Prof. Quraish Shihab mengingatkan Presiden Prabowo Subianto bahwa kekuasaan politik adalah titipan Tuhan demi menegakkan keadilan sosial.


Oleh: Faried Wijdan | Penulis KosongSatuID

Malam Peringatan Nuzulul Qur’an di Istana Negara pada Selasa (10/3/2026) memotret sebuah peristiwa yang jauh lebih bermakna daripada sekadar seremoni keagamaan. Publik menyaksikan langsung bagaimana kekuasaan politik yang berpusat di Istana tunduk sejenak untuk mendengarkan teguran moral.

Interaksi antara cendekiawan Muslim Prof. Quraish Shihab dan Presiden Prabowo Subianto malam itu memberikan kita pelajaran penting tentang relasi ideal antara pemimpin negara dan penasihat spiritualnya.

​Kritik Lembut Berbalut Doa

​Quraish Shihab hadir tidak sekadar untuk memimpin doa penutup. Ia membawa pesan fundamental mengenai hakikat kekuasaan yang ia bungkus dengan sangat elegan melalui kisah gurunya, Syekh Mutawalli Asy-Syarawi, di Mesir. Melalui kisah tersebut, Quraish mengingatkan sang Presiden bahwa tidak ada satu pun manusia yang menggenggam kekuasaan kecuali atas kehendak Tuhan.

​Pendekatan ini menunjukkan kelas seorang ulama besar. Ia tidak menggurui, namun pesannya menembus langsung ke jantung kesadaran. Quraish menegaskan bahwa dukungan rakyat bukanlah sebuah cek kosong yang bisa penguasa nikmati begitu saja. Ada syarat mutlak yang menyertainya: keadilan.
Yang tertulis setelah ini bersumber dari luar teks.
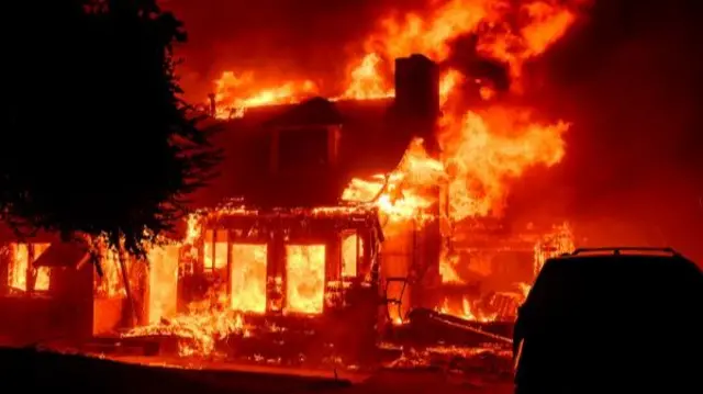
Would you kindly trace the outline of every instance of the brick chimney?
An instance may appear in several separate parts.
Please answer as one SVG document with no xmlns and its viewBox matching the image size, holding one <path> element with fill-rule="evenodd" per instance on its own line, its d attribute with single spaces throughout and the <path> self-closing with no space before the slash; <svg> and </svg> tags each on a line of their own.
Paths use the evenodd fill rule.
<svg viewBox="0 0 703 394">
<path fill-rule="evenodd" d="M 439 117 L 439 68 L 423 55 L 395 59 L 395 133 L 425 139 L 431 154 L 438 149 L 435 127 Z"/>
<path fill-rule="evenodd" d="M 395 109 L 403 116 L 439 115 L 439 68 L 426 56 L 395 59 Z"/>
</svg>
​Hal ini tecermin kuat dalam kutipan doa yang ia sampaikan langsung kepada Presiden Prabowo: “Tapi, kalau Bapak, kalau Yang Mulia katanya, adalah menjabat jabatan ini karena takdir Yang Mulia untuk membantu menegakkan keadilan dan perdamaian, maka kami akan berdoa semoga Yang Mulia dibantu Tuhan dan kami akan ikut membantu. Itu doa kami kepada Bapak.”

​Keadilan sebagai Prasyarat Perdamaian

​Lebih lanjut, pesan Quraish melampaui batas-batas teologis dan menyentuh ranah praksis bernegara. Ia secara lugas mendorong Kepala Negara untuk menegakkan keadilan seperti yang diteladankan oleh Sayyidina Abu Bakar ash-Shiddiq, khususnya dalam konteks pemberantasan korupsi.